My Mum died on 1st August 2014 & my lovely husband on 10th August 2016.
I miss them all every day but more so at this time of year.
They will always be loved & forever in my heart.
Mel
Always in our thoughts two wonderful parents.
My wonderful dad, not a day goes by I don’t think of you. Sadly robbed of life age 69. I have such fond memories of you, your dry sense of humour. Your advice and always willing to help me. Harry & Alfie miss you tons as does Colin. 381Dad
Their love at Christmas were selfless and have many happy memories of them all at this special time of the year
Loved and dearly remembered
Mum, you passed away 20th December 2020, 2 months and 2 days after dad. We are still in shock a year on, how cruel it was that you were taken from us as well as uncle Ed and dad in the same year. Despite us being absolutely devastated we understand that you didn’t want to be separated from dad after 58 years together. The only comfort we have is knowing you are back together, side by side where you belong. We did this for dad and uncle Ed and their lights shine bright on the Christmas tree so this is for you mum.
Happy Christmas, we love and miss you all so so much,
From your loving daughters Michele, Simone and Rosalind xxx
Cracking open a tin of biscuits for you this Christmas! We all love and miss you lots, from the Lewin and Potter family. xxxxx
In loveing memory of amazing grandparents that were the light of my life at Christmas and every day.
Many treasured memories
Happy heavenly Christmas to Dad and Maureen remembering the happy memories together xxx
To my darling Justin remembering the happy Christmases, your favourite time of the year how excited you would get
Love and miss you my special Son
Broken hearted Mum xxxxx
Adam always enjoyed Christmas, decorating the tree, making mince pies and the Christmas Pudding.

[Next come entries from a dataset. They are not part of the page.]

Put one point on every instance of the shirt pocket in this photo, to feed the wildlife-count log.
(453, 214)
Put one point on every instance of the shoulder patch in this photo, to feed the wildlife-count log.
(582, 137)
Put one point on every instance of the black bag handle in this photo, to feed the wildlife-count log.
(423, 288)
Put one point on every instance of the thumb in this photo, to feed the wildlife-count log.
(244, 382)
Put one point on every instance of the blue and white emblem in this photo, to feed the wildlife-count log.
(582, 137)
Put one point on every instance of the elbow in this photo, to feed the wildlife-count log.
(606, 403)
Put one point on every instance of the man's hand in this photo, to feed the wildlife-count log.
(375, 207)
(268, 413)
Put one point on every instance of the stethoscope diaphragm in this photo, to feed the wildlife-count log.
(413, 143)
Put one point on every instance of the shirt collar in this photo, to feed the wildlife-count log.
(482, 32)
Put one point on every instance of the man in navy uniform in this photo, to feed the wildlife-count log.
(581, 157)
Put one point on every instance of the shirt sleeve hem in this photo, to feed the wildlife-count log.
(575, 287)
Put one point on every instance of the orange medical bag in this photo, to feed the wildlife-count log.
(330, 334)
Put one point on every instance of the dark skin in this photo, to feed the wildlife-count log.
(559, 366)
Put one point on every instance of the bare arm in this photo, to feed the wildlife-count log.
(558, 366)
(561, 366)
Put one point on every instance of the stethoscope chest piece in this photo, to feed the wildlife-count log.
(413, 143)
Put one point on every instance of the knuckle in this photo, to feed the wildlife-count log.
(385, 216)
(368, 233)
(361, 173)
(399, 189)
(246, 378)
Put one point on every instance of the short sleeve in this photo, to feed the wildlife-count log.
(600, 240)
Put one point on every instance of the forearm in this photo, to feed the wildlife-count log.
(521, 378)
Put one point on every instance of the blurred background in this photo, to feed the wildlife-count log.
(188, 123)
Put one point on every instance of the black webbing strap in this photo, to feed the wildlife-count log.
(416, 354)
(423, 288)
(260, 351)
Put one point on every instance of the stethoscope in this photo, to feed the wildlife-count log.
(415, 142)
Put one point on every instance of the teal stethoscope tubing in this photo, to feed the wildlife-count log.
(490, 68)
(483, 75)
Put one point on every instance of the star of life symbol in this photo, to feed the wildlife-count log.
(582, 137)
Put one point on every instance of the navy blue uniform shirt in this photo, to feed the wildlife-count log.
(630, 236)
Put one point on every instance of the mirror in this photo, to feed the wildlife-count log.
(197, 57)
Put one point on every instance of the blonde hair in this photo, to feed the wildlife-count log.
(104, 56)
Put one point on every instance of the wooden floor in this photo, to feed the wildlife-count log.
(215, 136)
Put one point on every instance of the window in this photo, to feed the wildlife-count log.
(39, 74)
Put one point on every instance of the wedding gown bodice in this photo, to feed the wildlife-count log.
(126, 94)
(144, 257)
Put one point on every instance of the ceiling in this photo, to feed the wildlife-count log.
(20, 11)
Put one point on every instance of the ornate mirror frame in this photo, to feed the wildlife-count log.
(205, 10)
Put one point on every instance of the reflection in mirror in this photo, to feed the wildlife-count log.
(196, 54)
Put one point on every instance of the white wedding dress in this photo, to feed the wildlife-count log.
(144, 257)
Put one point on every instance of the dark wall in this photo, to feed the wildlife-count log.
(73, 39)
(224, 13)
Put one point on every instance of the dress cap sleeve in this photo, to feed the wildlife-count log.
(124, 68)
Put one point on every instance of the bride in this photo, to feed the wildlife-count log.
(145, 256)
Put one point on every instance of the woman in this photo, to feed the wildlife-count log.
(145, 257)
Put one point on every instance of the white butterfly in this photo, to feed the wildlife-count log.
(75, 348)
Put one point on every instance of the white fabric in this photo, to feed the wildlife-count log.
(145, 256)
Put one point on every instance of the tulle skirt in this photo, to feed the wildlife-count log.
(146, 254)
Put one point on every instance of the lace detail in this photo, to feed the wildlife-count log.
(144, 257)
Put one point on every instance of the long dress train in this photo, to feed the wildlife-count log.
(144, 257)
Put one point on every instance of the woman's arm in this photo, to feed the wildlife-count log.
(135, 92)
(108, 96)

Christmas is not, and never will be same without him here to share it with.
Tom you was taken to soon but not a day go by wear we don’t say your name I love you with all my heart and hope you are in peace now and I would like to wish you a Merry heavenly Christmas love from Claire kiss kiss kiss
Remembering 40 wonderful Christmas's together
To our special very dearly missed Mum Bunty and Dad Albie Brooks.
We love you always, Angels keep you safe to watch over us all xxxx
For my wonderful Poppa, you were the most amazing chap and you made my life magical.
I miss you every second of every day.
All my love forever, Linney xxx
Tracey and Daniel you are forever in my heart and mind, and I miss you both like crazy. At least I have so many happy memories to comfort me and I thank you both for that Love and hugs for you both xxx
Johnny I will never find another friend like you as you supported me through my tough times but at least I have sooooooo many fun memories to bring me a smile when I am down and I am very thankful for that. Miss you like mad you big daft fella xxx
Miss you Dad, until we meet again.
Love always Shaun, Scott, Kelly and Jade xxx
Remembered dearly all year round but more so around Christmas and your Birthday time x Merry Christmas “Calan”! Xx
Our hearts are broken and we are in unbearable pain that you won’t be here to see Teddys first Christmas. We miss you so much already and wish you was still here with us. We love you so much and always will.